While many of these songs may often come off as ‘generic’ at first listen, The Advice still offers some great melodies and messages to deliver, even if after a few listeners some songs can feel like their themes are either borrowed from other places throughout the album, or from other artists on other albums. ‘Love Me Like That’ tells a story about how we can be content because of the love of Christ even in dire circumstances, yet the themes feel similar to Hawk Nelson’s ‘Love Like That’ or Sidewalk Prophets’ ‘Love, Love, Love’. ‘His Name is Jesus’ pays a great homage to the 1970s big band era, yet the lyrics of ‘…His name is Jesus and He can fix all your problems…’ show an attitude of this, yet we know that despite Christ Jesus fixing our problems, we know that on this Earth, we can still face trials and hardships, and that our issues and circumstances in our lives won’t necessarily be peachy or rosy after we accept Christ. This song in particular shows a sense of lyrics being written without much theological thought or discussion, even if it wasn’t their initial intention.

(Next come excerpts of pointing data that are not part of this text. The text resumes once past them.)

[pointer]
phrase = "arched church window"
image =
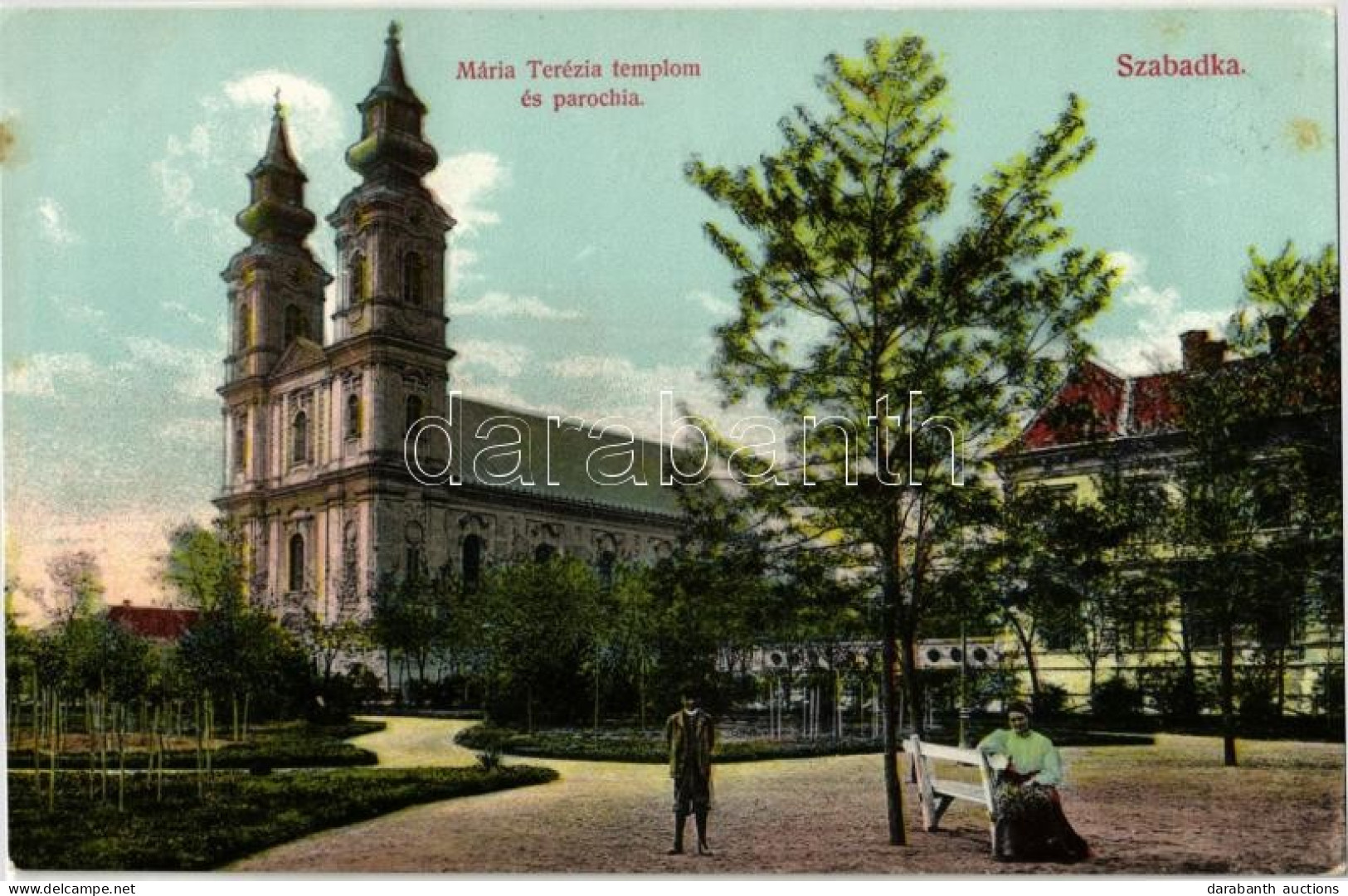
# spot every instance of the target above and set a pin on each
(359, 286)
(299, 438)
(472, 561)
(244, 326)
(297, 562)
(414, 279)
(241, 446)
(414, 411)
(294, 324)
(353, 422)
(607, 563)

Both ‘Make Me’ and ‘Collide’ are two ballads at the end of the album, and while each of them showcase some poignant messages, about Christ making and remaking us during the circumstances that are meant to tear us down, yet build us up in the meantime (‘Make Me’) as well as wanting Jesus in all His glory to come and collide with us in the moments when we’re at our absolute worst; these light percussion and blues and soul inspired melodies seem to lack a little something when after listening to these songs once, I can’t necessarily remember the melody, nor any interesting music riffs or hooks that would otherwise be in the song.

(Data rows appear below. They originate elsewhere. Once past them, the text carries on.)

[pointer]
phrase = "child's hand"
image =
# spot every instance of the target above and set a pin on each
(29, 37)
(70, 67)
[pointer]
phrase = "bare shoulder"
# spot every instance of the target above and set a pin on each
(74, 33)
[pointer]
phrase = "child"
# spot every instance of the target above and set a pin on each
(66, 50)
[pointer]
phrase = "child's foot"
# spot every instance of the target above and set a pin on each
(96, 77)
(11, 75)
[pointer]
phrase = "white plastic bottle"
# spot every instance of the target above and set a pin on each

Overall: Not to discount the musical genre changes The Advice has done with its entire album, however, the album as a whole does seem a little lyrically similar as each song flows into the next with similar on-the-surface themes of life being good with Jesus. Nevertheless, this latest Inpop Records signing does seem to have its place within the music industry, providing a nicely choreographed album as an alternative to radio-friendly CCM albums like JJ Weeks Band’s All Over The World, also releasing on the same day as The Advice. Infusing musical genres from artists like Jimmy Needham and newworldson, The Advice is able to do just enough to warrant a look and a see if listeners are the inquisitive and curious type. Not necessarily for the listener of CCM, nor for the listeners of hard rock, The Advice have given listeners a blend of soul, country, pop, blues, acoustic and CCM to incorporate its many musical genres and cultures with its interracial band members showing listeners what it is like to record songs with musical influences from all over the world. With heartfelt messages and a lead vocal voice at times like downhere’s Marc Martel and Kevin Max of Audio Adrenaline; The Advice’s debut album is one to remember for its ingenuity and uniqueness throughout the month of March 2013. Well done guys for creating a solid album full of themes to ponder and discuss in the weeks and months ahead!